Nikkey Shimbun
- Type: Daily newspaper
- Founded: 1998
- Ceased publication: December 18, 2021
- Language: Japanese
- City: Liberdade, São Paulo, Brazil
- Circulation: 10,000 (as of 2013)

= Nikkey Shimbun =

Brazilian newspaper

The Nikkey Shimbun (ニッケイ新聞, Nikkei Shinbun) or the Jornal do Nikkey was a Japanese language newspaper published in Liberdade, São Paulo, Brazil. It was one of two Japanese newspapers published in that city, the other being the São Paulo Shimbun. On December 18, 2021, the newspaper printed its last edition.

The newspaper distributed the Prêmio Paulista de Esporte along with the Jornal Nikkei.

Before its discontinuation, the newspaper's president was Raul Takaki (高木 ラウル, Takaki Rauru) and the editor-in-chief was Masayuki Fukuzawa.

==History==
The newspaper was founded in 1998 as a merger between the Diário Nippak and the Jornal Paulista. The former, headed by Toshihiko "Kan-chan" Nakabayashi (died in 1992 at 77 years of age), was founded in 1949 and the latter was founded in 1947.

The Nikkey Shimbun stated in 2013, that it has a daily run of 10,000 copies.

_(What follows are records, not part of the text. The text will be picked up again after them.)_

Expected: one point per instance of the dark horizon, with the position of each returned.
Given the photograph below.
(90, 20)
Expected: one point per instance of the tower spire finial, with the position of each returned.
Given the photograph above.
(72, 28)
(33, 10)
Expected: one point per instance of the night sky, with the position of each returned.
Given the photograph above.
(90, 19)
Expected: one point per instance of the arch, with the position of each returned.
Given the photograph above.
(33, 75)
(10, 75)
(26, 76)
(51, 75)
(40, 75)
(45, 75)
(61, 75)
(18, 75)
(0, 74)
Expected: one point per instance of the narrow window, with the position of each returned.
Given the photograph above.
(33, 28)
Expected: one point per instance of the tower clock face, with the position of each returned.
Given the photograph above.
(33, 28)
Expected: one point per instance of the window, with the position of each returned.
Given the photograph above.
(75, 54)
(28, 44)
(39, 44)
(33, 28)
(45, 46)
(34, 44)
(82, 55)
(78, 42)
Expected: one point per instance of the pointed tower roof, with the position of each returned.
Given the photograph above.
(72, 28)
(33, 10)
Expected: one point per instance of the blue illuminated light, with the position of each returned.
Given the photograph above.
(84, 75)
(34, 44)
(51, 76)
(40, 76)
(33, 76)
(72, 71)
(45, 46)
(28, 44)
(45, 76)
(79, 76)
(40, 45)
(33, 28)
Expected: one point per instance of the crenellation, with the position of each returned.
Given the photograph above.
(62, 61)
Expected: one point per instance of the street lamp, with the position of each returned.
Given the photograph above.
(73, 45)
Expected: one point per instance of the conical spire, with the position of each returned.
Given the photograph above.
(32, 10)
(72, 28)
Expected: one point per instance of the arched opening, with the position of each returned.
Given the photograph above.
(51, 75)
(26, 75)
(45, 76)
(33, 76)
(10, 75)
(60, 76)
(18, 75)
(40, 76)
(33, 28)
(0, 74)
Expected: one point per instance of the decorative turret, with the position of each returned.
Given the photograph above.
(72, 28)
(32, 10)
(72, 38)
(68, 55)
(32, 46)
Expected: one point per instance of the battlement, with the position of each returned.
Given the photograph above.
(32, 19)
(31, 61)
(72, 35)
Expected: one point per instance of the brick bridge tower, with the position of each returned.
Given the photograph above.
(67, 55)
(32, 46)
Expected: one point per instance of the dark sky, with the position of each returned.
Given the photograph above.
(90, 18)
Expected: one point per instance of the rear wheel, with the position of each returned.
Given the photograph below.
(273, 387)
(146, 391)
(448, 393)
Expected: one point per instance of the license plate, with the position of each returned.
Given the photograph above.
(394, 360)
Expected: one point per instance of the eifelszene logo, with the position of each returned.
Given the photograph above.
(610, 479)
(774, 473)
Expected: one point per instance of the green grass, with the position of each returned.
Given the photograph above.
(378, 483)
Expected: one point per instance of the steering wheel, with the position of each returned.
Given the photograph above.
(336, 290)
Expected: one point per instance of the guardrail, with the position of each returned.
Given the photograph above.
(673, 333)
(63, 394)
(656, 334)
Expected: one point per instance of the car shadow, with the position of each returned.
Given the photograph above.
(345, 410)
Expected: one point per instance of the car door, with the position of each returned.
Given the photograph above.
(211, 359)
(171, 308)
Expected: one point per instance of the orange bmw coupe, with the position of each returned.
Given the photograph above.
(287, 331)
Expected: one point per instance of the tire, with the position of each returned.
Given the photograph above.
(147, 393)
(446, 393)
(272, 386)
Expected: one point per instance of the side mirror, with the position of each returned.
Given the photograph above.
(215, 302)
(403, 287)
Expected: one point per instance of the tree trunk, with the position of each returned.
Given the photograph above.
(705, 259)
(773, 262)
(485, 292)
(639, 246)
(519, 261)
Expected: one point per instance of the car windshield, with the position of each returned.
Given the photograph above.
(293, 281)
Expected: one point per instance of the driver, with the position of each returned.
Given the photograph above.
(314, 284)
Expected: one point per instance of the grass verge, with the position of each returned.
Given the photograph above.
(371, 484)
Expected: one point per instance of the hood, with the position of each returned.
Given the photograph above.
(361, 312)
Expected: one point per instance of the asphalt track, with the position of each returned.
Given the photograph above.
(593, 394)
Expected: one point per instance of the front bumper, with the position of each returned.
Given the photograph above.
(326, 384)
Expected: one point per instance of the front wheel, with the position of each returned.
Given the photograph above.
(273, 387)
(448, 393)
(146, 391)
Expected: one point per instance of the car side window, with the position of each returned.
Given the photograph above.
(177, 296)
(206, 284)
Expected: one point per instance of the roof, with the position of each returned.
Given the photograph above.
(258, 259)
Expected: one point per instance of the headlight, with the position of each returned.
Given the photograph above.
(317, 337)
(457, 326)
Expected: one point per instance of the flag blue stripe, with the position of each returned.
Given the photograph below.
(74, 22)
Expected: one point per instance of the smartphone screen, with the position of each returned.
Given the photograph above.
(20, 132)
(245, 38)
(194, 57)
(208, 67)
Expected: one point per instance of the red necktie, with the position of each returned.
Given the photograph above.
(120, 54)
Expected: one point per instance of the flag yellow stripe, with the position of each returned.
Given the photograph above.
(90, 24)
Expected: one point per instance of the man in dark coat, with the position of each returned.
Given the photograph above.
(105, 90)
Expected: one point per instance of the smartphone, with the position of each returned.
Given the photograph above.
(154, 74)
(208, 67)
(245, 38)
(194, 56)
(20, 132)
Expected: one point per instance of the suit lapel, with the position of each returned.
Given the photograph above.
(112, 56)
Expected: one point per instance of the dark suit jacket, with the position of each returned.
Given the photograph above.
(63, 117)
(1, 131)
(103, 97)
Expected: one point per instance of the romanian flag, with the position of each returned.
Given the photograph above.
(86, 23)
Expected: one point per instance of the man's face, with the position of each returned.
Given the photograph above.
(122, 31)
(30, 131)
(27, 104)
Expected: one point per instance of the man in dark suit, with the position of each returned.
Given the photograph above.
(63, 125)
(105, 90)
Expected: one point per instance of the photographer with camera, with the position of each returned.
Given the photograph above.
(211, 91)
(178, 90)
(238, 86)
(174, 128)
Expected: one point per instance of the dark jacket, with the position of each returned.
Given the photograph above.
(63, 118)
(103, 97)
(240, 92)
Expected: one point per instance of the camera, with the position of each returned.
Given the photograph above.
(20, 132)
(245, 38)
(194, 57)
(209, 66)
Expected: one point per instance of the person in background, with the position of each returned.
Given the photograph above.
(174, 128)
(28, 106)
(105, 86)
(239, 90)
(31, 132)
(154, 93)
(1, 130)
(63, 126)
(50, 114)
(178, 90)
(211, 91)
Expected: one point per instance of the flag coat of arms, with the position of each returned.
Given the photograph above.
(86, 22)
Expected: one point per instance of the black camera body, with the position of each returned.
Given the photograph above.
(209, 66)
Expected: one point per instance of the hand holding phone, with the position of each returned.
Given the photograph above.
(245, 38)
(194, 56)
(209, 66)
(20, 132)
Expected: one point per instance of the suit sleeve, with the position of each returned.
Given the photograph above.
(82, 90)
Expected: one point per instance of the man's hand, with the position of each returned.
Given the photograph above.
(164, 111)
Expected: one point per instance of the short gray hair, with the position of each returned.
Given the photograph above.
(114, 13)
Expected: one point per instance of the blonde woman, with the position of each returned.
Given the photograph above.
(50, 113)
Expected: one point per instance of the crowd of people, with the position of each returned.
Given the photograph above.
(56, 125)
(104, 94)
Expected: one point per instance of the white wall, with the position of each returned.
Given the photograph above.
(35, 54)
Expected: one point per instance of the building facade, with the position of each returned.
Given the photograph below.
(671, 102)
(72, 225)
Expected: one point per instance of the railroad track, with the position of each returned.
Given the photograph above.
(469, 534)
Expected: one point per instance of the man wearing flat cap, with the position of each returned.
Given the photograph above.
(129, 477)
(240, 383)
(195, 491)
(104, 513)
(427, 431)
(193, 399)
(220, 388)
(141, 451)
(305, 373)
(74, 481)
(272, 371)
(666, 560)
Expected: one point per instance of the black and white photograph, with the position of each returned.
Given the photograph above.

Due to a decline in readership, the newspaper ceased publication in December 2021. Six of its Japanese-language reporters, including editor Masayuki Fukuzawa, joined the Diário Brasil Nippou, a news website established in January 2022 to serve the Brazilian Nikkei community. The website has faced financial challenges and has turned to donations and the printing of special editions to survive.

==Jornal Nippak==
Due to the aging of the immigrant Japanese community, the newspaper launched a weekly Portuguese edition, the Jornal Nippak, initially to reach children of Japanese immigrants. As of 2013 the chief editor is Aldo Shiguti. By the time the Jornal Nippak had been launched, there was already a Portuguese website. Raul Takaki stated that even though the Portuguese website existed, and that the other Japanese newspaper in the city also had one, the Nikkey Shimbun felt a need to make a Nissei-oriented daughter publication. Shiguti stated that Brazilians interested in Japanese culture have also bought copies of the Portuguese edition.